Our world is slowly but surely moving to simplicity and autonomy. Many industries are boosting efficiency by letting machines do work for us. Trucks will soon drive themselves. Grocery stores are going cashierless.
The good side to all this is it allows machines and robots to do our mundane, labor-intensive, repetitive work so that we humans can focus on more challenging, meaningful, and creative tasks. Automation also improves supply-chain efficiency and lowers the cost of our goods. But at what cost? Although new technology will improve our lives in many ways, it will in fact replace many existing jobs just as we fear.
Automation is not a new phenomenon, and fears about its changes on employment date back centuries, even before the Industrial Revolution. In the 1960s, US President Lyndon Johnson put out the “National Commission on Technology, Automation, and Economic Progress.” Among its conclusions was “the basic fact that technology destroys jobs, but not work.” Fast forward to today with the recent rapid advances of AI, robots, and other autonomous systems, and our concerns are renewed with urgency.
The extent to which these technologies displace workers will depend on the pace of their development and adoption, economic growth, and growth in demand for work. Even as it causes declines in certain occupations, automation will change many more: 60% of occupations have at least 30% of work activities that could be automated. It will also create new occupations that do not exist today—as technologies of the past have done.
As history has shown, technology replaces jobs but it also creates new ones to support, develop, refine, or expand that technology. In hindsight, many of these jobs seem silly and ridiculous to us. But back then, it was the best and only way we could do things. As time passes, we will be thinking the same way about current jobs that will be replaced.
While about half of all work activities globally have the technical potential to be automated by adapting currently demonstrated technologies, the proportion of work actually replaced by 2030 will likely be lower because of technical, economic, and social factors that affect adoption.

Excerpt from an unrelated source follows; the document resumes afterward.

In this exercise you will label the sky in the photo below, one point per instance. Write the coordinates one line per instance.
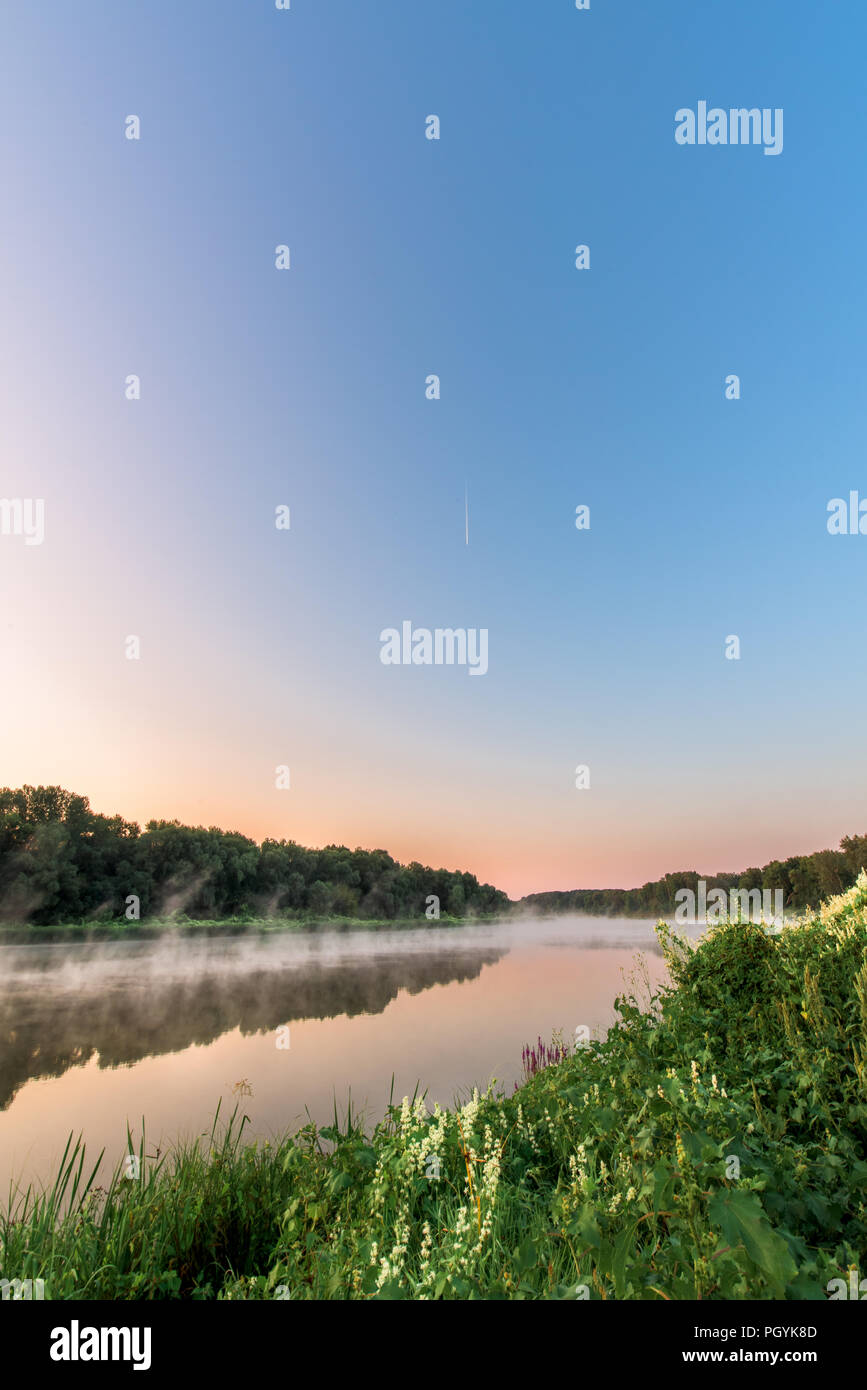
(606, 387)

The proportion varies widely across countries, with advanced economies more affected by automation than developing ones, due to higher wage rates and thus economic incentives to automate.

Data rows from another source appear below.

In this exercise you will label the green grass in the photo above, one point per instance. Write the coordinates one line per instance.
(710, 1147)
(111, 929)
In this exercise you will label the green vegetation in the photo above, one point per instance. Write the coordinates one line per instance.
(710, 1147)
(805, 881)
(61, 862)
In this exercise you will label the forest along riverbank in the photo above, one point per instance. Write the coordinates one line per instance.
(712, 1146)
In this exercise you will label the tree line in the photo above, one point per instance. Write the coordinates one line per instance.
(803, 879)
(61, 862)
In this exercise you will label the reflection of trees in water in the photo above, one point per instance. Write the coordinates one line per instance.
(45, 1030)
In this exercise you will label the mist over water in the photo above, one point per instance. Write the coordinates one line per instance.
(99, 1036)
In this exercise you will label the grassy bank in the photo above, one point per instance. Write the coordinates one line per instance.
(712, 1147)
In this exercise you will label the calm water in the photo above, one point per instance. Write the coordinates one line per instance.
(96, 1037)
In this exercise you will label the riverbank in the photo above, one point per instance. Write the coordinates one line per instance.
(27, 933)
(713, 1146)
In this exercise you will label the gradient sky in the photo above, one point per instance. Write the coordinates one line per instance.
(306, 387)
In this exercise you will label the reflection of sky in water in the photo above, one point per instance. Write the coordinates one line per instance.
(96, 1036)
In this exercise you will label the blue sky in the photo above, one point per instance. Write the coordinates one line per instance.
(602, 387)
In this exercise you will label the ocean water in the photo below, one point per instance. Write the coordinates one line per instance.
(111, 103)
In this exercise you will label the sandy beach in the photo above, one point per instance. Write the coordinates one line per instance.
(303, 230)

Even with automation, the demand for work and workers could increase as economies grow, partly fueled by productivity growth caused by technological progress. Rising incomes and consumption (especially in developing countries), increasing health care for aging societies, investment in infrastructure and energy, and other trends will create demand for work that could help offset the displacement of workers. Additional investments such as in infrastructure and construction could be needed to reduce the risk of job shortages in some advanced economies.
Even if there is enough work to support full employment by 2030, major transitions lie ahead that could match or even exceed the scale of previous shifts out of agriculture and manufacturing.
McKinsey and Company suggest that by 2030, 75 million to 375 million workers (3% to 14% of the global workforce) will need to switch occupational categories. Also, all workers will need to adapt as their occupations evolve alongside increasingly capable machines. Some of that adaptation will require higher educational attainment, or spending more time on activities that require social and emotional skills, creativity, high-level cognitive capabilities, and other skills that are relatively hard to automate (there is a business opportunity there).
Contrary to the political stigma, automation actually adds jobs. When you automate the production of a good or service, then it becomes easier and cheaper to produce at an equivalent or higher quality. As a result, that good or service becomes more appealing and accessible to more people, and demand for the product naturally increases.
In some cases, demand increases so much that it results in the expansion of productive capacities—and that can offset any tech-driven job losses because humans still need to manage certain parts of the process.
A good example is the bank ATM. In the U.S., banks were encountering resistance from their employees for their horrible working hours. The push for ATMs was motivated by the need to shorten banking hours, reduce congestion in bank branches, and cut labor costs.
The ATM amplified the ubiquitous nature of banking, where banking didn’t need to be tied to a branch or a human being, was available 24/7, and could be accessed through machines, and later through phones and laptops.
When ATMs were introduced in 1969, people expected the number of banking locations to shrink. Instead, Benanav said, “It actually made it possible to set up many more of them, it became cost-effective.” There were under 200,000 bank tellers in 1970, but over 400,000 a decade later. And with this new technology, the demand for workers in surrounding industries such as cybersecurity, programming, and IT increased.
More than 60% of jobs performed in 2018 had not yet been invented in 1940MIT
According to the World Economic Forum, 65% of children entering primary school will end up in jobs that don’t yet exist. A 2016 World Economic Forum report found that “In many industries and countries, the most in-demand occupations or specialties did not exist 10 or even 5 years ago, and the pace of change is set to accelerate.”
While technology does in fact replace jobs, it also dawns new work, oftentimes jobs that we could have never imagined. Besides, who would have thought that today there would be content creators, yoga instructors, and OnlyFans models?